The car runs really well with no problems for about 5 miles, then all of the sudden, the temperature will slam up to the red like the thermostat closes. I've done my research and everything points to a blown head gasket, which would make sense, but the engine was recently replaced and none of the other signs are showing. There are no bubbles in the reservoir, no corrosion on the radiator cap, no excessive white smoke, the oil is perfect, and there is no extreme loss of coolant.

Is there any other reason that the thermostat would randomly close like this?

  • 1
    When the car "ran fine" after you bled the cooling system, were you able to drive long distances with normal temperatures? Did you try bleeding it again? It seems like an obvious thing to look at would be the condition/operation of the thermostat. Have you checked that?
    – dlu
    Commented Nov 27, 2016 at 8:59

1 Answer 1


Subarus are very picky about thermostats; you need the OEM one. I'd start there, and then bleed the system; again, Subaru's are picky, and there is a bleed procedure to follow.
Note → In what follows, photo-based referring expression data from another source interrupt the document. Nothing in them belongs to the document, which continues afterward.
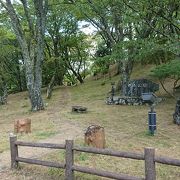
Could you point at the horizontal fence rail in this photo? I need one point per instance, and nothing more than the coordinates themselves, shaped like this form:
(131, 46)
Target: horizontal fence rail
(148, 156)
(42, 145)
(110, 152)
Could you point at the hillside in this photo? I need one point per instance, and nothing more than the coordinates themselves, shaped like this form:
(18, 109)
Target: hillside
(125, 128)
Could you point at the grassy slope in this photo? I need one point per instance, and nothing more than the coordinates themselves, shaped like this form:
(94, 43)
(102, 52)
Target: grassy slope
(125, 127)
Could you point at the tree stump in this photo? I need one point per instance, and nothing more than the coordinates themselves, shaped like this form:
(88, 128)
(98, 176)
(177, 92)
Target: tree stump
(95, 136)
(79, 109)
(22, 125)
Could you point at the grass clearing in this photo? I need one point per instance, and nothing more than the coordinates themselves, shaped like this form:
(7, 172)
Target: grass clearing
(125, 129)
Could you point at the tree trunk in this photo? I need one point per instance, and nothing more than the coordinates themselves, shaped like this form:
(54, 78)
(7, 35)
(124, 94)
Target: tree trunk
(32, 50)
(3, 93)
(50, 87)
If both of those are done correctly and the problem persists, I'd still be looking at the head gaskets - especially if I didn't know who did them. If a JDM (Japanese Domestic Market) engine was dropped in cheaply, they have been known to come with head gaskets already blown, for your convenience. Have a sniff of the coolant reservoir; if it smells of exhaust gas (on up to 1999 models), that's lots of money evaporating.